The conference was originally scheduled to take place last July, but with the coronavirus pandemic still sweeping through the region at the time, church officials decided to postpone it for a year.

The postponement also brought about a change in planning. The theme of last year’s event was to be “hope in an age of despair,” but Tikhon, a 56-year-old Boston native whose secular name is Marc Raymond Mollard, said in a virtual talk last year that he believes most Americans “lived” that theme for a year and a half while dealing with the pandemic.

He and church officials changed the theme to “becoming vessels of grace” — a nod, Tikhon said, toward the OCA’s need to commit every resource it can toward strengthening its witness as an embodiment of Christ.
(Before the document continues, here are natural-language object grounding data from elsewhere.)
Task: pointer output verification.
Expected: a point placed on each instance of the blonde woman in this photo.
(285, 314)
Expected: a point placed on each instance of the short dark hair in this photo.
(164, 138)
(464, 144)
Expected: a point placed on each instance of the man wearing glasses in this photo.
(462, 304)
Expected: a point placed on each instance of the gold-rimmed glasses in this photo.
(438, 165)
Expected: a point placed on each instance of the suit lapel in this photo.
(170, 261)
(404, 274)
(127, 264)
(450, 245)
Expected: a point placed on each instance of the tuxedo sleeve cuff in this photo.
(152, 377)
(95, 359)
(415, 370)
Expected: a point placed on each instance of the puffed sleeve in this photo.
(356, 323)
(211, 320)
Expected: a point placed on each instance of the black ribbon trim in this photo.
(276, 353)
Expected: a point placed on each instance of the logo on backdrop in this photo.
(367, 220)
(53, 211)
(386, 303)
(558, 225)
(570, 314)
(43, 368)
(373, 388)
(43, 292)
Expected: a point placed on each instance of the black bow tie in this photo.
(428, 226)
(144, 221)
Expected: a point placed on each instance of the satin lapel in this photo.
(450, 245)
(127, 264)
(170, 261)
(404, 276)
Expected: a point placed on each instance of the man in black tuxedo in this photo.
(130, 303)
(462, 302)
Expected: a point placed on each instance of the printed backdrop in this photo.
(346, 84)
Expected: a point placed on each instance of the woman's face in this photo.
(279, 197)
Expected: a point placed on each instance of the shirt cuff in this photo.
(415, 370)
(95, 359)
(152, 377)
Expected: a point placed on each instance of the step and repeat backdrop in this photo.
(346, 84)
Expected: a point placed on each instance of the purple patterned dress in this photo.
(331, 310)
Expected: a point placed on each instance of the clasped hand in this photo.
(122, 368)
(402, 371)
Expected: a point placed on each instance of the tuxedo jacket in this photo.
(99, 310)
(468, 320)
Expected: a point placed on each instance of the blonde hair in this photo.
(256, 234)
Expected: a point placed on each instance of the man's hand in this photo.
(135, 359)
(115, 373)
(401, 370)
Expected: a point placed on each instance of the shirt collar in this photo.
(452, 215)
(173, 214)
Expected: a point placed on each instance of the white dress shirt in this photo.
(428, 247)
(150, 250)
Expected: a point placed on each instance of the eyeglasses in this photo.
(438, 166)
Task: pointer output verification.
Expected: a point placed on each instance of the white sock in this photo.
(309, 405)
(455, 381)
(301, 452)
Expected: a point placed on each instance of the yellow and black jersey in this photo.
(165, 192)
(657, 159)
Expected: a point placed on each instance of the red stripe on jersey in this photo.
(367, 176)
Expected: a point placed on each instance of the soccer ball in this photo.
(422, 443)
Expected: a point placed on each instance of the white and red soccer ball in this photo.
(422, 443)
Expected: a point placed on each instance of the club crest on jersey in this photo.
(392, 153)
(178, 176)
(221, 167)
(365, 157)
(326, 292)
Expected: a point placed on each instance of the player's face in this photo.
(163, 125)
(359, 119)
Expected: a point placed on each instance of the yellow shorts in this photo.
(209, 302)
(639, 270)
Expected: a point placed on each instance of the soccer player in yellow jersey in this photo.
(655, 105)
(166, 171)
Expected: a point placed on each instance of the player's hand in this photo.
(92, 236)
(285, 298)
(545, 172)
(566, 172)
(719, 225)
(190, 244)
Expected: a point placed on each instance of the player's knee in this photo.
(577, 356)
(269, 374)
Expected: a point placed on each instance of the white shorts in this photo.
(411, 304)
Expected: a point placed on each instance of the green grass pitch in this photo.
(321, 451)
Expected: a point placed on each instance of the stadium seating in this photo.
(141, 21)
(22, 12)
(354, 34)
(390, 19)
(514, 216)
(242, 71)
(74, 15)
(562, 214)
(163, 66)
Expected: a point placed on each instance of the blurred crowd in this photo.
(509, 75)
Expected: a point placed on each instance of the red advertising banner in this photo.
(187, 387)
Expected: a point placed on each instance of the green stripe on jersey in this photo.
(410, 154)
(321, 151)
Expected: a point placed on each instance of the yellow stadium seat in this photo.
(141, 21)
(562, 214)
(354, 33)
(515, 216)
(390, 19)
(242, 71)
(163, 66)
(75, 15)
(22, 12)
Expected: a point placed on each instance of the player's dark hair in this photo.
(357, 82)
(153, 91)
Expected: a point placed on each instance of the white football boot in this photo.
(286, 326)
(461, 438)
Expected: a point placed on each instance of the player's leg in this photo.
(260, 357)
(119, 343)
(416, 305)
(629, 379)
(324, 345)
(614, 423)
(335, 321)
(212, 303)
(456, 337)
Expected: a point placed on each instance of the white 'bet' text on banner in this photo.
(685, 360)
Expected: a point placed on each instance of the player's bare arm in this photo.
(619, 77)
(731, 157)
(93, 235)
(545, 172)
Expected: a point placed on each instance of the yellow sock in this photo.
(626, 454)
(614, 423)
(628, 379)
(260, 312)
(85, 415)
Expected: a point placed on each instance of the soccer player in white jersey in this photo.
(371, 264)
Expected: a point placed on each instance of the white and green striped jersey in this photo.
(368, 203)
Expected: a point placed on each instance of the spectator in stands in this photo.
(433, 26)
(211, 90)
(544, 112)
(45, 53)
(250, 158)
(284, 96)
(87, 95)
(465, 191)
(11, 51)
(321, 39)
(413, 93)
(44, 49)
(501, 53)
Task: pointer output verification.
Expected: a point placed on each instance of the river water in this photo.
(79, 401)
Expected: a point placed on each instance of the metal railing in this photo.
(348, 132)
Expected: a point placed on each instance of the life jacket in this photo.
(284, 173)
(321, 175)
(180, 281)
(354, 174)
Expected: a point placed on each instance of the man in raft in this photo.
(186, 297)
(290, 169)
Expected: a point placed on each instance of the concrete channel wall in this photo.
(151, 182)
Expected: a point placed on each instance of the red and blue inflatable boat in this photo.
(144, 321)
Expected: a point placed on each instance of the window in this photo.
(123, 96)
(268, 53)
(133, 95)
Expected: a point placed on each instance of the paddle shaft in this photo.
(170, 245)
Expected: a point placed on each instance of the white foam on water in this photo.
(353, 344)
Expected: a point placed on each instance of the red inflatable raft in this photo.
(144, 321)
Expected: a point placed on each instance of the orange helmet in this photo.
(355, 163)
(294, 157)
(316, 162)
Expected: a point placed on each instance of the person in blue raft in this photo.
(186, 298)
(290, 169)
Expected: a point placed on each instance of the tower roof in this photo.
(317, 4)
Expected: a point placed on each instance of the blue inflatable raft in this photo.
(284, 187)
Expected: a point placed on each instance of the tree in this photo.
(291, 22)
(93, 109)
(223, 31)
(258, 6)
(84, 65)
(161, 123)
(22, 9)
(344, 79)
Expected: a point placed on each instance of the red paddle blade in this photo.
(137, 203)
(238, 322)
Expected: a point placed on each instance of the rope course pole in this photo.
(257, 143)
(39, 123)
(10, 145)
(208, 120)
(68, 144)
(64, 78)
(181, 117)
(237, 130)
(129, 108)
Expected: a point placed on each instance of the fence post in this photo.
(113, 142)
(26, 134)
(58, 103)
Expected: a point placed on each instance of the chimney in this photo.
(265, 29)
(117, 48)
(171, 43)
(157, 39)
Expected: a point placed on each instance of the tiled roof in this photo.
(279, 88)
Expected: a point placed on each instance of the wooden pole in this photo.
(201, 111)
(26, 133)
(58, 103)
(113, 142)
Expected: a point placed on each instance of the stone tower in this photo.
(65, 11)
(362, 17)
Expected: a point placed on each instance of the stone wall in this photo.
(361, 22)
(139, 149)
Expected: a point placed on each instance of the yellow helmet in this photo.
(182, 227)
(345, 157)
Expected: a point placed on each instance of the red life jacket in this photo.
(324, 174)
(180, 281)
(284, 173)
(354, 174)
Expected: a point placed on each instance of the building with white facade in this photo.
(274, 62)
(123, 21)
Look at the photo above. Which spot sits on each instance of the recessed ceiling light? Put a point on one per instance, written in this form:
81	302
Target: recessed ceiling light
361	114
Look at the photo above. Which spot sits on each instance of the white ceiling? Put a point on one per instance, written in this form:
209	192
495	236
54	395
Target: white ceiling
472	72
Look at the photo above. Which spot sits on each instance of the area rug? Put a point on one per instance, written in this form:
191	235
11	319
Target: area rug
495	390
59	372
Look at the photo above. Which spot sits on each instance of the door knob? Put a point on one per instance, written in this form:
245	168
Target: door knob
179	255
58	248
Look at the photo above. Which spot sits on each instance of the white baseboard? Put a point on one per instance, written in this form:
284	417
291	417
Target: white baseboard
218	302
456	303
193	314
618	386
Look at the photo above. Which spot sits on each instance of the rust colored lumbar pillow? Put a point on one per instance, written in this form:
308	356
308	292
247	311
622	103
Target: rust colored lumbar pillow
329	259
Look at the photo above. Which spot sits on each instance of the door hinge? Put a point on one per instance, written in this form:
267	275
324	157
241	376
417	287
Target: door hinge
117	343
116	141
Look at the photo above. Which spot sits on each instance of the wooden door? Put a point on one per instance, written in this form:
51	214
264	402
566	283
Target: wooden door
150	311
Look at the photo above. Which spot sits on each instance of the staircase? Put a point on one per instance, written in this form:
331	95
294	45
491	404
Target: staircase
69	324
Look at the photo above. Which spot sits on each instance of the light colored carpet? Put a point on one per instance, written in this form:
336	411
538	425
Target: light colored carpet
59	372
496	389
That, he said, has to do with the need to educate and support more priests but also means OCA believers must commit to its mission, from the faithful in the pews to the leaders at the jurisdiction’s headquarters in Syosset, New York, and beyond.

“We need priests to baptize, to marry, to bury, to confess, to comfort, to counsel, to teach and support and help our faithful,” Tikhon said. “We need musicians, catechists, monastics who are inspiring asceticism and ceaseless prayer. Above all, we need Christian human beings who are prepared to be the church, and to me, that’s really what is expressed in a very visible way by the All-American Council.”